Comment savoir si nous sommes en train de lâcher prise avant d’avoir donné tout ce qu’on pouvait? Sans doute n’y a-t-il pas de réponse simple. Peut-être que ce qu’il ne faut jamais abandonner, c’est la petite voix qui nous parle à l’intérieur, sans toujours nous dire ce qu’on voudrait entendre. Celle qui nous relie profondément à notre nature humaine avec toutes ses imperfections et ses grandeurs.

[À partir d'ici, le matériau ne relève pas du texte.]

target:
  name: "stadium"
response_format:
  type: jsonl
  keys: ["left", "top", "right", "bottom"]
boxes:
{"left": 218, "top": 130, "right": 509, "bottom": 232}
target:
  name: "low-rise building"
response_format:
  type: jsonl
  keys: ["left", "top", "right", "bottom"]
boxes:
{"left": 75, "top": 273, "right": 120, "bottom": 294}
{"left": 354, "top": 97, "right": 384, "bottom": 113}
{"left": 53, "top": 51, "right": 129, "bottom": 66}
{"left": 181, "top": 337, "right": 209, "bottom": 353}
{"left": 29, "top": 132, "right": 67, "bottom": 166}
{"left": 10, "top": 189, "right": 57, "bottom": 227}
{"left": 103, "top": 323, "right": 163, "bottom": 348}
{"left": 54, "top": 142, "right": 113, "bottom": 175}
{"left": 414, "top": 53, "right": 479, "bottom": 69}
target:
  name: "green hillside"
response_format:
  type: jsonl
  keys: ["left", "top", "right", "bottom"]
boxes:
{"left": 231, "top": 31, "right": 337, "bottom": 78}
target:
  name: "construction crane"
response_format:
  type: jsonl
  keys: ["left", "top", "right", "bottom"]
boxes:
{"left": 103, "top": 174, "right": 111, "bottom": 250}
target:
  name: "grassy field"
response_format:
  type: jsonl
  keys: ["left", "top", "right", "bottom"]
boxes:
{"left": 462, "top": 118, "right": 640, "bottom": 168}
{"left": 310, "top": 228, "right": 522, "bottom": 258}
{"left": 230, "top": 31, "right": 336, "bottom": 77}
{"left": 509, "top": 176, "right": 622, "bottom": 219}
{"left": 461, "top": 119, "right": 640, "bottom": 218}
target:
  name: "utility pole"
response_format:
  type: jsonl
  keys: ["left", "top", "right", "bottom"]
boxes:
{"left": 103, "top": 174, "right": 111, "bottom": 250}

Celle qui guide les humains dans tous les labyrinthes depuis la nuit des temps.

Peut-être que cette voix est la seule qui nous assure de ne jamais abandonner personne derrière, y compris nous-mêmes.

France Paradis

France collabore régulièrement au magazine Naître et grandir et au site Maman pour la vie. Elle offre un éventail de formations aux intervenants sociaux de nombreux champs de disciplines. Vous trouverez les détails ci-haut, sous l'onglet "Formations intervention sociale"

La publication a un commentaire

  1. Isabelle Brabant

    Merci pour ce texte France. J’en ai marre moi aussi de réentendre toujours cette même phrase. Surtout quand elle vient de la bouche du gagnant. Je voudrais entendre les 999 ou 9999 autres qui ont aussi voulu gagner mais pour qui ça ne s’est pas réalisé. Comment ils voient ça eux? Est-ce qu’ils auraient pu continuer à s’entraîner pour leur plaisir seulement? Plutôt que dans cette folie de compétitivité qui n’accorde de valeur qu’à la « réussite ». Changer d’idée et réorienter ses priorités m’est souvent arrivé. Une chance!